We used a structural equation model to estimate the correlation between partners and relatives in their genetic signal, or underlying genetic factors, for a trait. This approach is computationally efficient and can be applied in cases where only polygenic scores are available but not raw genomic data. Nevertheless, simulations showed that the model could reconstruct full genetic correlations, as well as other parameters. Correcting for measurement error is one of the main advantages of using structural equation modelling. Correcting polygenic scores for measurement error to extract the genetic signal is not yet common practice, but approaches for estimating latent genetic effects have been described32,42. This allowed us to scale up the genetic correlations to infer associations between the full set of genetic variants giving rise to the phenotypes rather than between the polygenic scores. The model disentangles the proportion of genetic signal (s2) in the polygenic scores and may be informative about the comprehensiveness of the polygenic score as an indicator of genetic risk in the target sample. Because of this, the results were consistent across different versions of the polygenic scores. Ideally, the latent genetic factor should be modelled as the sum of two components—trait-increasing alleles included in the polygenic score (A) plus trait-increasing alleles not included in the polygenic (B) score34. The polygenic score itself should then be modelled as the sum of trait-increasing alleles (A) and measurement error. This would have enabled us to distinguish measurement error from partialness of the polygenic scores. However, there were not enough degrees of freedom in the present data, and estimating the resulting correlations was sufficient to reach our objectives. Estimating direct versus indirect mating and shared environmental influences provides a more comprehensive understanding of the processes that give rise to phenotypic and genetic similarity. The inclusion of shared environment did, however, increase the width of the confidence intervals. Structural equation models can flexibly be adapted. We therefore believe that variations of the model can be applied to other research questions than ours.

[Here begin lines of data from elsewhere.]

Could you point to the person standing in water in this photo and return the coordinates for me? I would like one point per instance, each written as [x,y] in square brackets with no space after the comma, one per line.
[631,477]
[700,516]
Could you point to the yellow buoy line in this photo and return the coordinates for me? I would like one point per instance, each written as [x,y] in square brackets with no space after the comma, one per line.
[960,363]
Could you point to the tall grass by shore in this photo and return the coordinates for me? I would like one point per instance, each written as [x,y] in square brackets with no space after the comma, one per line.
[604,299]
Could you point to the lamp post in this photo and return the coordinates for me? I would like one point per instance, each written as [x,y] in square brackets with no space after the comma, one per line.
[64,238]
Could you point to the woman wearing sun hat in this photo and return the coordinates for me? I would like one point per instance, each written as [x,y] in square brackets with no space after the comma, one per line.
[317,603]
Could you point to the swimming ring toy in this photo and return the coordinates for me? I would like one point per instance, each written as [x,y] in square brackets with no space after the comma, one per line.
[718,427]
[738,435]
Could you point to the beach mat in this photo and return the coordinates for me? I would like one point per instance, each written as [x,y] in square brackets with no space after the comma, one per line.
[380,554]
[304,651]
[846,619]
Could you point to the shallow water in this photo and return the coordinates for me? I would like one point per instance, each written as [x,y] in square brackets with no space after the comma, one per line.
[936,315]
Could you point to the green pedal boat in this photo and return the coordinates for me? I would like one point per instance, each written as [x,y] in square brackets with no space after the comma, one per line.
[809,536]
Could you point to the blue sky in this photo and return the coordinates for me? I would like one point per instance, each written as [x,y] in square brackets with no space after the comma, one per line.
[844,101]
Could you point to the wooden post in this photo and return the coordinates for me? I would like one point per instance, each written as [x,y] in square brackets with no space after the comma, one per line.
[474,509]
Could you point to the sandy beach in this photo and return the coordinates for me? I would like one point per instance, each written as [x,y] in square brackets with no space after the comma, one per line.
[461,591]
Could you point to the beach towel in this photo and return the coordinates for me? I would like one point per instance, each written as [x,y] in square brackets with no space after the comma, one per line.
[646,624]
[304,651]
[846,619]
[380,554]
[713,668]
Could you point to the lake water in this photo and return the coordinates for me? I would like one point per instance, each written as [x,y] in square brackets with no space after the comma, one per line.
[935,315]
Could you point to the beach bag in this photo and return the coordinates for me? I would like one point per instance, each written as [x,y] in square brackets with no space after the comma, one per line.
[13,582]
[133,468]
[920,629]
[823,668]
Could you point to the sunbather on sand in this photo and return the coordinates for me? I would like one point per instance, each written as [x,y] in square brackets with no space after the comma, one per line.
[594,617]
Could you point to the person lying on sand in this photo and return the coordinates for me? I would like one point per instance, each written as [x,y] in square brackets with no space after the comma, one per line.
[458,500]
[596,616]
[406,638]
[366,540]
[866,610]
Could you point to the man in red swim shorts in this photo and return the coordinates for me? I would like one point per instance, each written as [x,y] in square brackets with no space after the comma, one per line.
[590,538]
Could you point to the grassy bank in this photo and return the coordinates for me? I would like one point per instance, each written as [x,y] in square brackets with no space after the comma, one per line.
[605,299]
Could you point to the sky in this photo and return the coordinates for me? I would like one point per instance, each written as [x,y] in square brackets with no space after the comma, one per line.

Our study has several advantages, such as a large population-based sample with a high participation rate. Nevertheless, the findings must be interpreted in the light of some limitations: First, the latent genetic factor includes variance shared by the polygenic score and the mated phenotype. If the phenotypes are differentially operationalized or assessed in discovery and target samples, h and s may be smaller and the residuals larger. Thus, the interpretation of the model depends on the similarity between the GWASed and target phenotype and is only straightforward when these are the same. Second, the rGenSi model makes certain simplifying assumptions. Extensive simulations indicated that the model provided the expected results. In addition, the empirical results that could be compared with previous studies were mainly in line with these. However, we did not include covariance between an individual’s latent genetic and environmental factors, which would be expected under vertical transmission. Assuming independence is a limitation of the current model and it remains to be determined how this influences the results in various scenarios. We also relied on previous GWAS to construct the polygenic scores. Assortative mating and parental indirect genetic effects may have influenced these studies and thereby also inflated our estimates of heritability. If we have overestimated heritability, genetic correlations between relatives will most likely also be inflated. Recent studies are exploring how these phenomena influence genomic studies and how to counteract this43,44,45. Third, all participants were expecting parents as our sample was based on a pregnancy cohort, and we could not study the role of selective fertility for genetic variance. Fourth, there is some selective participation in MoBa46 that is plausibly enhanced among families where both parents participate. Fifth, although we attempted to adjust for population structure by including the first 50 principal components, we cannot rule out the effects of residual population structure28,47. For example, some parts of the spousal correlations could be due to assortment on social factors such as place of birth rather than assortment on phenotypes. Sixth, the MoBa sample is homogenous and mostly of European ancestry, potentially constraining generalizability to similar ethnicities.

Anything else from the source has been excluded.